Lo studio (Hart et al., 2015), che ha coinvolto un gruppo di 267 partecipanti tra i 19 ed i 73 anni, tutti di nazionalità americana ma di diversa estrazione etnica, ha valutato gli stili di attaccamento adulto di questi soggetti, alcune variabili di personalità (introversione/estroversione) e i loro pattern nell’uso di Facebook, secondo i seguenti parametri: sensibilità ai feedback altrui, ricerca dei feedback altrui, attenzioni ricevute dagli altri, gestione della privacy del proprio profilo e livello generale di attività (tempo speso su Facebook, frequenza di accesso, quantità di commenti fatti agli aggiornamenti degli atri utenti).
I risultati dell’indagine hanno evidenziato una associazione positiva tra stile di attaccamento ansioso ed inclinazione individuale verso un uso di Facebook caratterizzato da variegati aggiornamenti di stato e frequenti commenti e condivisioni.

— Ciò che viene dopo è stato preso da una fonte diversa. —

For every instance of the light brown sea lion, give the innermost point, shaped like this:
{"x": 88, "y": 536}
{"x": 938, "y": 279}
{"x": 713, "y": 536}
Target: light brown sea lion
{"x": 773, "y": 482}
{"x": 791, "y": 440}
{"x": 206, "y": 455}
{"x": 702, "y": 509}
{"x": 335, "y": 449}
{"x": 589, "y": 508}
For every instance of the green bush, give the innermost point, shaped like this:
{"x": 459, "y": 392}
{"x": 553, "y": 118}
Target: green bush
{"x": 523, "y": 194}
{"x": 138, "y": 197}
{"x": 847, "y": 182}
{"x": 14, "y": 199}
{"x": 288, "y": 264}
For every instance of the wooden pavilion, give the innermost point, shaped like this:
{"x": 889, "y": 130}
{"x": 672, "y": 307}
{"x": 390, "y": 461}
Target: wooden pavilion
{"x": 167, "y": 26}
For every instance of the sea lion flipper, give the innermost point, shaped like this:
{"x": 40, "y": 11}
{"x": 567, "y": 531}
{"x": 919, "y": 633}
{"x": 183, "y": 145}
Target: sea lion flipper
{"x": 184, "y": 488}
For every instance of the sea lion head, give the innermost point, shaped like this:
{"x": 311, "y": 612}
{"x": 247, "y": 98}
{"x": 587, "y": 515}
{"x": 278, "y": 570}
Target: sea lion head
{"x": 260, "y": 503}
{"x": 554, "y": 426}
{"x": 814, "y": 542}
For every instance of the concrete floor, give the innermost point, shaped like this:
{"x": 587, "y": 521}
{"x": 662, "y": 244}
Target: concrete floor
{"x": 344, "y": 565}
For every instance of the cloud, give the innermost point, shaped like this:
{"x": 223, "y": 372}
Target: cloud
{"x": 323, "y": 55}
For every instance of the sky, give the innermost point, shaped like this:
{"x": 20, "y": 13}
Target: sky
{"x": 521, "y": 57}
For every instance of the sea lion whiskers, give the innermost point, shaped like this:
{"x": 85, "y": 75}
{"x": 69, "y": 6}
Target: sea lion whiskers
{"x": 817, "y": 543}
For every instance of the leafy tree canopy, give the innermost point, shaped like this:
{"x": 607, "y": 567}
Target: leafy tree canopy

Inoltre gli individui con stile ansioso sono apparsi significativamente più preoccupati dei feedback altrui e quindi più attenti all’apprezzamento che i propri “post” potrebbero ricevere.
Contro le previsioni, lo stile di attaccamento evitante non si è invece dimostrato predittivo di un minor uso di Facebook: i partecipanti meno attivi su questo piano sono risultati essere (abbastanza intuitivamente!) quelli più introversi.
Una delle possibili spiegazioni della non significatività del legame tra stile evitante e disinvestimento nei social media può essere anche legata al fatto che i soggetti evitanti non si sentano molto minacciati dal coinvolgimento su Facebook che risulta comunque essere inferiore rispetto al grado di intimità esperibile nei comuni contesti relazionali.
In conclusione, l’indagine di Hart e colleghi sembra aver aperto un’interessante area di studio che sicuramente sarà approfondita nel prossimo futuro, data importanza che l’uso di Facebook e dei social network sta avendo sempre di più nelle nostre vite, fino ad arrivare a costituire un contesto di socializzazione alternativo (a quello reale) che, per quanto virtuale, genera e rinforza dinamiche relazionali vere e proprie.